Perhaps more disturbing, in 2005, also in Korea, two parents went to an
Internet café to play WoW and left their four-month-old daughter unattended.
They planned on staying no more than an hour or so, but got caught up in the
game. They returned home five hours later to discover that their daughter
had fallen on her chest and suffocated to death.
Incidents such as these, more so than the nay-saying of our elders, has
led people to seriously consider role-playing game addiction as a problem
that must be dealt with.
In 2005, the Smith and Jones addiction centre in Amsterdam became the first
in the western world to open up a treatment clinic devoted entirely to gaming
addicts. Addictions counsellor Keith Bakker created the gaming clinic, and
is its director. “Sociologists are seeing more situations where these
people have been playing games for hours and hours and hours, and they were
ruining things in their life that they used to have,” Bakker told me
over the phone. He said he first became aware of the gaming problem when a
cocaine addict he was treating told him he only did coke for one reason —
so he could stay up and keep playing WoW.
Bakker says a gaming addiction is harder to discover. “You know, the
alcoholic has his car in the water, and the gamer is in his room with the
curtains closed, he’s not going to school anymore.” But he says
it is more difficult to cure an RPG addiction than a drug addiction.
“I mean, give me a crack addict any day. Give me a gamer, it’s
a lot of work.”
Like Orzack, Bakker points out that most of the individuals he treats are
intelligent, and often well-off, which, he says, makes the problem that much
worse. He remarks, “These are future business leaders. And they don’t
know how to meet girls, they don’t know how to do anything!”
Bakker believes that in the near future, game addiction will be a more serious
social problem than drug addiction.
So what should be done? In China, which has more MMORPG players than any
other country (including 3.5 million WoW subscribers), the government passed
laws to limit the amount of time people can waste on such games. Initiated
in 2005, the legislation penalizes anyone who plays an MMORPG for more than
five hours at a time — not with any real-world consequences, but by
reducing the abilities of their character.
Orzack believes the measures of the Chinese government were a bit extreme,
and says the onus is on “school teachers, counsellors, other psychologists,
psychiatrists,” to limit the problem through information. Bakker said
that, at the very least, the game developers should put warning labels on
their product, like cigarette packs.
“I think it’s more up to family and friends to sort of hold
those interventions,” says Spaxx.
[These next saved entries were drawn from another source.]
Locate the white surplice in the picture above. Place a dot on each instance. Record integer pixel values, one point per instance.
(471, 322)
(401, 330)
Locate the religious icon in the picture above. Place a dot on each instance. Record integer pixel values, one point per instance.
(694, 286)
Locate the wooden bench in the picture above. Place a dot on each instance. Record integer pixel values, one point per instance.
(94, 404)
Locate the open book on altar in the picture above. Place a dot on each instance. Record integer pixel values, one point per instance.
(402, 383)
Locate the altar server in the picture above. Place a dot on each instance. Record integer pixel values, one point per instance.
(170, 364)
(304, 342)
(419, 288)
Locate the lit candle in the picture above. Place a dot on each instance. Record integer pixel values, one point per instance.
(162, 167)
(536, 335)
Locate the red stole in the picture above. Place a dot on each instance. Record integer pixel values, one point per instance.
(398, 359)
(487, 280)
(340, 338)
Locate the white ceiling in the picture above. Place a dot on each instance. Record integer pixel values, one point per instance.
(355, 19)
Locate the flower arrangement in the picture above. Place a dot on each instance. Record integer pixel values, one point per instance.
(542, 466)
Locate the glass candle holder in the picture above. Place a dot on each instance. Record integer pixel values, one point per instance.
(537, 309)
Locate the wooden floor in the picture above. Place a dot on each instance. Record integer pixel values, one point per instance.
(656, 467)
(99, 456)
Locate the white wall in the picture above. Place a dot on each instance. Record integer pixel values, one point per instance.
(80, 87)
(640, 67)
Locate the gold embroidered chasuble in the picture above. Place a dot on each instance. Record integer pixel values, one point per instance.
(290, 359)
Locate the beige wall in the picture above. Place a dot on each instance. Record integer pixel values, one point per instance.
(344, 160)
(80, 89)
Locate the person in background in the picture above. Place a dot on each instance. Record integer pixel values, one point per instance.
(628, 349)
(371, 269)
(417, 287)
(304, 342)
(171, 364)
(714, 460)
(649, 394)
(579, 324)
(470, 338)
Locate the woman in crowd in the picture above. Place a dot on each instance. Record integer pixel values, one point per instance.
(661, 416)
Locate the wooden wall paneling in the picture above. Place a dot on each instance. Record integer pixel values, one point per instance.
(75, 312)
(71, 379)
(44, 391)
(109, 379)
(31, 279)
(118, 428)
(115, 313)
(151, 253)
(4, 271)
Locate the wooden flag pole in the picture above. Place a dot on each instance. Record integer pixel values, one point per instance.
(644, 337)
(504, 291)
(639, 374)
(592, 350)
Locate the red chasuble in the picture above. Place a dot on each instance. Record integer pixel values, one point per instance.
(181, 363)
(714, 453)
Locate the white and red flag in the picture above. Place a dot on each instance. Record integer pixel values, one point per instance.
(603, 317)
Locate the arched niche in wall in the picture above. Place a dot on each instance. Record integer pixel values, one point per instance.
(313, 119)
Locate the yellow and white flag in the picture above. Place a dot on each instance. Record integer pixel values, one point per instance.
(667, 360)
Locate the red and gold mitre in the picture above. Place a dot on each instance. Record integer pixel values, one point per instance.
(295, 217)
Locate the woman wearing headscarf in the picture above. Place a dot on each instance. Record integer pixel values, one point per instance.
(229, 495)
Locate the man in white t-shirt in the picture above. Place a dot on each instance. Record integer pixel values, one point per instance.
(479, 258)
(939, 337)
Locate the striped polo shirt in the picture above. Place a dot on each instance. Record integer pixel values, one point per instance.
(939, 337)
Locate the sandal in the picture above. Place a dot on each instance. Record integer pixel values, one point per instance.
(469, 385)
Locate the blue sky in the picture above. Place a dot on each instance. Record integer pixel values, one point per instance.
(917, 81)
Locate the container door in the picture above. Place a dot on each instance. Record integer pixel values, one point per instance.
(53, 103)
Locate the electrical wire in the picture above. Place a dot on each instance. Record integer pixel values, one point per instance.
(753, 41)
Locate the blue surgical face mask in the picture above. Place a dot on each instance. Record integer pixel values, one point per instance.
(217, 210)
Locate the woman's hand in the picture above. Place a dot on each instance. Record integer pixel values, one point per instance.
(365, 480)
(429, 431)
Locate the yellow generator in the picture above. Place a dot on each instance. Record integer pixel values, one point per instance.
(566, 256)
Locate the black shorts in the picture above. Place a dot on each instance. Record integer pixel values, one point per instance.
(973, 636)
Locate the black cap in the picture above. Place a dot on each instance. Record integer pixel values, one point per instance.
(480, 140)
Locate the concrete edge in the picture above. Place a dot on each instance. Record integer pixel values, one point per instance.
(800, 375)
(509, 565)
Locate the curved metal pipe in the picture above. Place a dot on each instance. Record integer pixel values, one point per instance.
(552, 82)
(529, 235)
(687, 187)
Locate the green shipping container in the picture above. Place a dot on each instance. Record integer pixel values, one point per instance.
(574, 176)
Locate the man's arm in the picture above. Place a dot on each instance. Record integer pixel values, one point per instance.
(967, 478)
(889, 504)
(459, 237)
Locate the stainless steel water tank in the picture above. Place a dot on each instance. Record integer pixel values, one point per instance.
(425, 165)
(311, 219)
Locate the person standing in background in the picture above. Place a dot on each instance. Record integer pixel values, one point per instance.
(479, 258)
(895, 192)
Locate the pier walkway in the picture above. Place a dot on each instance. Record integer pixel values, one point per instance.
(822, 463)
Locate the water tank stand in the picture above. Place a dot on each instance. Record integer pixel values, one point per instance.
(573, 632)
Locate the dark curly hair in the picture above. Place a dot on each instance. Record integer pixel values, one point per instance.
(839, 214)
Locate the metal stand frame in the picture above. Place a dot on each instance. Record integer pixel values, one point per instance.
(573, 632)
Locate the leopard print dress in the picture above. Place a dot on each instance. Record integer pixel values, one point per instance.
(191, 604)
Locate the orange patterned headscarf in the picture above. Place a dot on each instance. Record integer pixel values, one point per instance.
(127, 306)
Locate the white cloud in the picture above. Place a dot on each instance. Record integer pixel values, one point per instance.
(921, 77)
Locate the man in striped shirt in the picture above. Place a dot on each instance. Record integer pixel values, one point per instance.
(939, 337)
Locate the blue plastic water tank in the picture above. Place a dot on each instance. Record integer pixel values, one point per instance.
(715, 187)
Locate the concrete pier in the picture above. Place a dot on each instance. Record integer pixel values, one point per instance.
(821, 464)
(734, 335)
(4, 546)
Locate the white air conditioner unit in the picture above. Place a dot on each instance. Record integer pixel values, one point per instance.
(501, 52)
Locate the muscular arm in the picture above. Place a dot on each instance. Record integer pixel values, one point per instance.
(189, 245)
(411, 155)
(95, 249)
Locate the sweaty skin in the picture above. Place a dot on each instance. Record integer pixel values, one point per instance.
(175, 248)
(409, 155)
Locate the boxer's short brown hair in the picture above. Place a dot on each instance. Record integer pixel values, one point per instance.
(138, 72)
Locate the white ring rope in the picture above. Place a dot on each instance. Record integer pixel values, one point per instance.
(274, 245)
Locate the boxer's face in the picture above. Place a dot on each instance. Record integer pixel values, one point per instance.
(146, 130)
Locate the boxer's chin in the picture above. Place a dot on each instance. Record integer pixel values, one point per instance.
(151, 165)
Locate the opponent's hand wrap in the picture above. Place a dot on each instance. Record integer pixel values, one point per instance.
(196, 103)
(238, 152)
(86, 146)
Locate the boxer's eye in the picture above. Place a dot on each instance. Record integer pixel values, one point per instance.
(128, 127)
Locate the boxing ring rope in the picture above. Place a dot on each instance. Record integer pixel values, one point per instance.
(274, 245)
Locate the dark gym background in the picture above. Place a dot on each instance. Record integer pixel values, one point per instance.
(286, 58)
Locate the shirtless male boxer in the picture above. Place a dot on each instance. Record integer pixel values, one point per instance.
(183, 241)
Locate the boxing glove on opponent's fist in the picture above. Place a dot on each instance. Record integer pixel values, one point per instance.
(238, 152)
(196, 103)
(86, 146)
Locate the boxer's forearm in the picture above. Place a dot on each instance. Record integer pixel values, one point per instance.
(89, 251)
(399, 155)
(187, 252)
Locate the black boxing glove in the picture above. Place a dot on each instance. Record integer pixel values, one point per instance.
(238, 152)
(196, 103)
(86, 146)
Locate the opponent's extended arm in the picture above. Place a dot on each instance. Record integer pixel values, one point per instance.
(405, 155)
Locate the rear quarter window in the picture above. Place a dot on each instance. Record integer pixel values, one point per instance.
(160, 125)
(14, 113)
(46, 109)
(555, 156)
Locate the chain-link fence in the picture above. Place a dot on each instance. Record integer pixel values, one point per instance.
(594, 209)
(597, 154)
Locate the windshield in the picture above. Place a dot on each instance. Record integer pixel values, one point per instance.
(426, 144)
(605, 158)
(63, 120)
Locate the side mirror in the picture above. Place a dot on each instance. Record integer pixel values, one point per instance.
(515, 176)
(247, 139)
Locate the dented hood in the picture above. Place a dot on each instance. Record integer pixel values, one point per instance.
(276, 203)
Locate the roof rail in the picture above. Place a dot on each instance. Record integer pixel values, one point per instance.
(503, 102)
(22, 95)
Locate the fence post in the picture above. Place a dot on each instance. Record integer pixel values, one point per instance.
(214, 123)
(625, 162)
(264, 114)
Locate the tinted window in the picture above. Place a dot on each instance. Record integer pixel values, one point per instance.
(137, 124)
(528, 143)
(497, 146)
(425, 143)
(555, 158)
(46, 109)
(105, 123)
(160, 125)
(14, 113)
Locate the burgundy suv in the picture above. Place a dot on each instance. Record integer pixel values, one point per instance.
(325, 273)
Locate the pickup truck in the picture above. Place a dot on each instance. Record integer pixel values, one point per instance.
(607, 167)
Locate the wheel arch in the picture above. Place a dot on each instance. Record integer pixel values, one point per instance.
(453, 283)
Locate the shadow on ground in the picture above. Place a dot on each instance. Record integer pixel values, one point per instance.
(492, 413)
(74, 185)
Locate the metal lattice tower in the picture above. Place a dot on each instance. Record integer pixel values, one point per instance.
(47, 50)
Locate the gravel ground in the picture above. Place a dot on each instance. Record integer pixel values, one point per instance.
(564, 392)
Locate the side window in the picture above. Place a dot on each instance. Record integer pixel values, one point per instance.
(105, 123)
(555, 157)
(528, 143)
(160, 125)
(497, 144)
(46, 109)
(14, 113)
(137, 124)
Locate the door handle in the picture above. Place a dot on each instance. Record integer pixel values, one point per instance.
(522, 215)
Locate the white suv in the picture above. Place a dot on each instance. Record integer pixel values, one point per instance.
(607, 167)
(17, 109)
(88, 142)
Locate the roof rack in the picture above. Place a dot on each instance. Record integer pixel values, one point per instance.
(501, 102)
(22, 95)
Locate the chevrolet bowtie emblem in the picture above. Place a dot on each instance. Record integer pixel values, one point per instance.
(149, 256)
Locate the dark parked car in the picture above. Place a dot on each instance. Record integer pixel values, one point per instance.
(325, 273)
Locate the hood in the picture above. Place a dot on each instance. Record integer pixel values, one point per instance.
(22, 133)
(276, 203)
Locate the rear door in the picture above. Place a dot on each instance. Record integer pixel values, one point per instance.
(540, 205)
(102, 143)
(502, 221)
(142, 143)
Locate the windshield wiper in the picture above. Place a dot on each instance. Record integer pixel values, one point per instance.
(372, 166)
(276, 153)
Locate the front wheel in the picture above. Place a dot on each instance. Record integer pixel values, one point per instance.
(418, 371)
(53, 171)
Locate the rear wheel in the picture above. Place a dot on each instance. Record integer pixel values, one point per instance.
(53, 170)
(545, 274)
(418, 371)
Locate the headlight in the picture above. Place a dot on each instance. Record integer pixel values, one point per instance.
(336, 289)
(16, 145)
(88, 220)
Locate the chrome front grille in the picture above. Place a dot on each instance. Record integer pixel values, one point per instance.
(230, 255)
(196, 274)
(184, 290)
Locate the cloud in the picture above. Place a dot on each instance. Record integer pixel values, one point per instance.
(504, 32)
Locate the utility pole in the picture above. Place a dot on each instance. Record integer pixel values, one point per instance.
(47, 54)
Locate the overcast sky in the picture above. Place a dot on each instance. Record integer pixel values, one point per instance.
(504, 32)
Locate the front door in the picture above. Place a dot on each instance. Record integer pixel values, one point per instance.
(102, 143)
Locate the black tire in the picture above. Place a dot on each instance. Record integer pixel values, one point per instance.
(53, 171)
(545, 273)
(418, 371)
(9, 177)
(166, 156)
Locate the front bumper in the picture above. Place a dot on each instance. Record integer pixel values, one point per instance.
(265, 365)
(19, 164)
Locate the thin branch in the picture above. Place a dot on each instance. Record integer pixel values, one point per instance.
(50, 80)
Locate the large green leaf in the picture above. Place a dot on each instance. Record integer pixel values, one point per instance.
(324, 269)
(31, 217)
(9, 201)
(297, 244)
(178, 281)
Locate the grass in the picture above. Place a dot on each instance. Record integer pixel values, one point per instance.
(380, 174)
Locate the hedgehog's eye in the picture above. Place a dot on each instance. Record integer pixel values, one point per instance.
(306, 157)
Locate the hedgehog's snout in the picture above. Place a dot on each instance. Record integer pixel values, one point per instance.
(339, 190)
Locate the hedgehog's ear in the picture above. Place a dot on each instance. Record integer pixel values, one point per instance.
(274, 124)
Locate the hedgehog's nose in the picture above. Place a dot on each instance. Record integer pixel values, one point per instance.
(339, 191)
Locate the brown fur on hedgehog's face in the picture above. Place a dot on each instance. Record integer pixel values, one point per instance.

He dismisses the notion that gaming
addiction is important enough for the government to interfere. But, though
he won’t be rushing out to a clinic anytime soon, Spaxx admits that
he was addicted to World of Warcraft for some time.
“Now I’m a little more controlled, I’ll only play when
I’m working at the café. I know it is addicting. Very. It’s
worse than crack. They say the only way to beat WoW is to quit playing.”